Complete step by step answer:
Consider for a closed pipe, the frequency of fundamental mode is –
\[{f_c} = \dfrac{v}{{4{L_c}}}\]
Where, \[{f_c}\] is frequency of closed pipe, \[v\]is velocity of sound in air and \[{L_c}\]is length of closed pipe.
Consider for an open pipe, the frequency of fundamental mode is
\[{f_o} = \dfrac{v}{{2{L_o}}}\]
Where, \[{f_o}\]is frequency of open pipe, \[v\]is velocity and\[{L_o}\]is the length of open pipe.
Given that, \[{L_c}\]= \[{L_o}\]
Also, \[{f_o} = 2{f_c}\] ...... (A)
According to given statement
\[{f_o} - {f_c} = 2\] ……. (B)
Solving these equations, we get
\[{f_o} = 4Hz\]
\[{f_c} = 2Hz\]
As given in the statement when the length of the open pipe is halved then its frequency is
\[f_o^1 = \dfrac{v}{{2\left( {\dfrac{{{L_o}}}{2}} \right)}}\] =\[2{f_o} = 2 \times 4Hz = 8Hz\]
As given in the statement when the length of closed pipe is doubled then its frequency is
\[f_c^1 = \dfrac{v}{{4\left( {2{L_c}} \right)}}\]
$\Rightarrow f_c^1$ = \[\dfrac{1}{2}{f_c}\]
$\Rightarrow f_c^1$ = \[\dfrac{1}{2} \times 2Hz\]
$\therefore f_c^1$ =\[1Hz\]
Then, number of beats produced is =\[f_o^1 - f_c^1 = 8 - 1 = 7\]

So, option B is correct.

Additional information:
Air Column can be found in various musical instruments where it is enclosed with a hollow metal tube. To conserve space it is coiled upon itself several times. It is almost nearer to one meter in length. Suppose if the end of the tube is left uncovered and thus allowing the sound waves to reach it then that end is termed as an open end. Various instruments operate on the mechanism of the open-end air column that is when the end of the tube is completely uncovered. Suppose if one of the ends of the tube is left uncovered in the surrounding atmosphere and another end of the tube is covered then it is termed as a closed air column.

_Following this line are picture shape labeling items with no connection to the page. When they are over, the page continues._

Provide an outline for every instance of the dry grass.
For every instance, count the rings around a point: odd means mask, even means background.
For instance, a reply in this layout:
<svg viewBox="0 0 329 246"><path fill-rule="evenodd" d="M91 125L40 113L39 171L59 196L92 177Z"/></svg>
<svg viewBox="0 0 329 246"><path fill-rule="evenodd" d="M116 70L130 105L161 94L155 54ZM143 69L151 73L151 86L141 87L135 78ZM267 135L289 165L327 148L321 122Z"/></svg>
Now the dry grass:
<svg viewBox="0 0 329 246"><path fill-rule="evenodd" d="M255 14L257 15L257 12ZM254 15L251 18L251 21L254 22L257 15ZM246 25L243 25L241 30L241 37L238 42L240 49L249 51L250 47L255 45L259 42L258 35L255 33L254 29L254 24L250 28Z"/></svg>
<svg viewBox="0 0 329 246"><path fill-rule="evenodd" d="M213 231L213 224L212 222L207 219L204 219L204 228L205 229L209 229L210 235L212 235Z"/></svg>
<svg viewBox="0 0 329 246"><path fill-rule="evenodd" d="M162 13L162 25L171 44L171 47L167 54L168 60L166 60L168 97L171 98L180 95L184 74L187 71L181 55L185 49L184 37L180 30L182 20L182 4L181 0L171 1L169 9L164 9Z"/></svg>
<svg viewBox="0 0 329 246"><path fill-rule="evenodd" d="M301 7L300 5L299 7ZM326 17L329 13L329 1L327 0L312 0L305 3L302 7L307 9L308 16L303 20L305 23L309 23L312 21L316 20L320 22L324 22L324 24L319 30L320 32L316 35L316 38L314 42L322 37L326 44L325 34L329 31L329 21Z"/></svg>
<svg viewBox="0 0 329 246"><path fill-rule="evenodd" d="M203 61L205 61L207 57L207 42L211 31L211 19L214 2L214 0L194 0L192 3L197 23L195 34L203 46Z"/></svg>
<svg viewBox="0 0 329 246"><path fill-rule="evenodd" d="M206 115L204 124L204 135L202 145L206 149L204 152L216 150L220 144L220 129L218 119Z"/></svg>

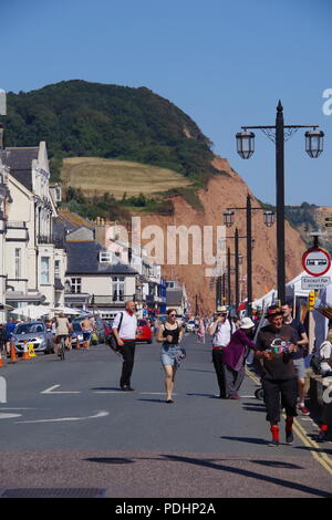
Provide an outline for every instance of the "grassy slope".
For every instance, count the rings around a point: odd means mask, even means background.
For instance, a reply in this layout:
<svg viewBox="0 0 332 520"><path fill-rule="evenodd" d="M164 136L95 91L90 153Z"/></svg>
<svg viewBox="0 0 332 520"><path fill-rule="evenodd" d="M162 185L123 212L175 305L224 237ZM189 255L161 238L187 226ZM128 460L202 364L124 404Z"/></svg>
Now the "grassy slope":
<svg viewBox="0 0 332 520"><path fill-rule="evenodd" d="M110 193L117 199L124 193L127 196L141 193L148 196L193 184L170 169L97 157L65 158L61 179L65 187L81 188L87 197Z"/></svg>

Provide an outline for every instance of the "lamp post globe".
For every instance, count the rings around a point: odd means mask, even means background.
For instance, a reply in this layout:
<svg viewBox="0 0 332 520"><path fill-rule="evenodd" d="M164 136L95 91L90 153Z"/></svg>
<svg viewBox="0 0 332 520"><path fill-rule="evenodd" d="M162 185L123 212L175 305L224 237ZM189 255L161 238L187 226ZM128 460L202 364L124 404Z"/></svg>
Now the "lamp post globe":
<svg viewBox="0 0 332 520"><path fill-rule="evenodd" d="M270 228L274 223L274 211L264 211L263 214L264 225Z"/></svg>
<svg viewBox="0 0 332 520"><path fill-rule="evenodd" d="M253 132L238 132L237 150L242 159L249 159L255 152L255 134Z"/></svg>
<svg viewBox="0 0 332 520"><path fill-rule="evenodd" d="M230 228L234 225L234 211L224 212L224 223L227 228Z"/></svg>
<svg viewBox="0 0 332 520"><path fill-rule="evenodd" d="M305 132L305 152L309 157L317 158L323 152L324 132L308 131Z"/></svg>

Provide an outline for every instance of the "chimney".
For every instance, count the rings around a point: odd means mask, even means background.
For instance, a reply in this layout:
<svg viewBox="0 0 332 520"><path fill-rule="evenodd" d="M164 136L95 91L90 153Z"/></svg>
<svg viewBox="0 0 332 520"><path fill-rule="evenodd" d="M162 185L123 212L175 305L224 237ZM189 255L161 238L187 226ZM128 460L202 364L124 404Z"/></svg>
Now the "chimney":
<svg viewBox="0 0 332 520"><path fill-rule="evenodd" d="M4 149L4 128L0 123L0 149Z"/></svg>

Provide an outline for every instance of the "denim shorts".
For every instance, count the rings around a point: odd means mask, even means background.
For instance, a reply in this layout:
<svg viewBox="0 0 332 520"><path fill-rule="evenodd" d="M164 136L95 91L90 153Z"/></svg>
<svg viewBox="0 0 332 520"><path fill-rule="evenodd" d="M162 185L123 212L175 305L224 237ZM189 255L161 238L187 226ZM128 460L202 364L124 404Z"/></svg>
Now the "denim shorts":
<svg viewBox="0 0 332 520"><path fill-rule="evenodd" d="M295 374L298 379L304 379L305 378L305 365L304 365L304 360L303 357L300 357L300 360L293 360L293 364L295 367Z"/></svg>
<svg viewBox="0 0 332 520"><path fill-rule="evenodd" d="M163 365L179 366L177 361L178 353L180 347L178 345L170 345L168 343L163 343L160 350L160 360Z"/></svg>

Note:Fundamental note is the note of the lowest frequency of the periodic waveform. Above the fundamental notes, are called overtones. Cell phones that we use in our daily life are based on radio frequencies.Some pipe organs and their columns are composed within the orchestra. It is possible to convert open tube air columns to close tube air columns.